Kopfzerbrechen kleinerer Art dürfte die Neugründung einer palästinensischen Hizbollah-Organisation sein. Die sunnitische Dschihad-Gruppe soll sich aus allen bisher bekannten Widerstandsgruppen Palästinas zusammensetzen. Darunter Mitgliedern von Hamas, Fatah, Islamischer Dschihad und Linke. Hamas und Fatah haben offiziell jedoch jede Beteiligung dementiert . Allerdings gab der Kommandeur der Al-Aksa-Brigaden und Chef der Imad Mughniyeh Gruppe zu, dass es finanzielle, logistische und strategische Unterstützung von Hisbollah gebe.

Die US-Botschaft in Beirut erklärte für die erste Hälfte des Oktobers eine Warnung an amerikanische Staatsbürger, nicht in den Libanon einzureisen. Begründet wurde dies mit dem Ende des muslimischen Fastenmonats Ramadan, das Anschläge wahrscheinlich mache. Die Entführung der zwei US-Journalisten war wohl nur ein unglücklicher Zufall, der keinen islamistischen Hintergrund hatte. Beide wurden vom syrischen Militär wegen illegalen Grenzübertritts verhaftet und später wieder freigelassen. Ob die Reisewarnung der US-Botschaft ein Hinweis auf einen bevorstehenden Hisbollah-Anschlag ist, muss sich erst noch rausstellen.

Die Regierung in Washington hat die Libanesische Armee mit 400 Mio. Dollar aufgerüstet und weitere 60 Mio. Dollar warten auf die Bestätigung des Kongresses. Zum einen soll die Armee mehr Sicherheit vor Attentaten sunnitischen radikalen Gruppen bringen und zweitens eine Abschreckung für Syrien sein, nicht wieder in den Libanon einzumarschieren. Gleichzeitig will man natürlich auch den anti-syrischen Fraktionen den Rücken stärken, zu denen Ministerpräsident Fuad Siniora oder auch Saad Hariri zählen. Die libanesische Armee soll ein militärisches Gegengewicht zu Hisbollah werden.

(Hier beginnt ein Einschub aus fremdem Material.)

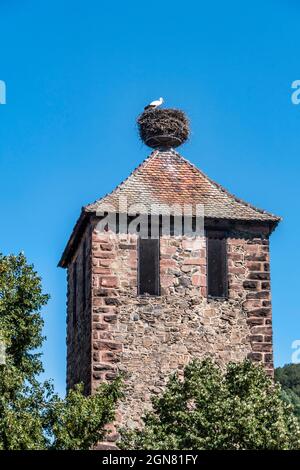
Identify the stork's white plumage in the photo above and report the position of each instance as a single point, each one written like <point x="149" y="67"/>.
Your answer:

Eine Strategie, die sich als eine Schuss nach hinten erweisen kann. Zumal Hisbollah waffentechnisch weit überlegen ist und obendrein ihre Existenz als Widerstandsgruppe erneut durch die amtierende Regierung offiziell bestätigt wurde. Die Tendenz geht zu einer nationalen Verteidigungsstrategie, in der Hisbollah und die Armee gemeinsam das Land gegen Israel oder andere Aggressoren beschützen wollen.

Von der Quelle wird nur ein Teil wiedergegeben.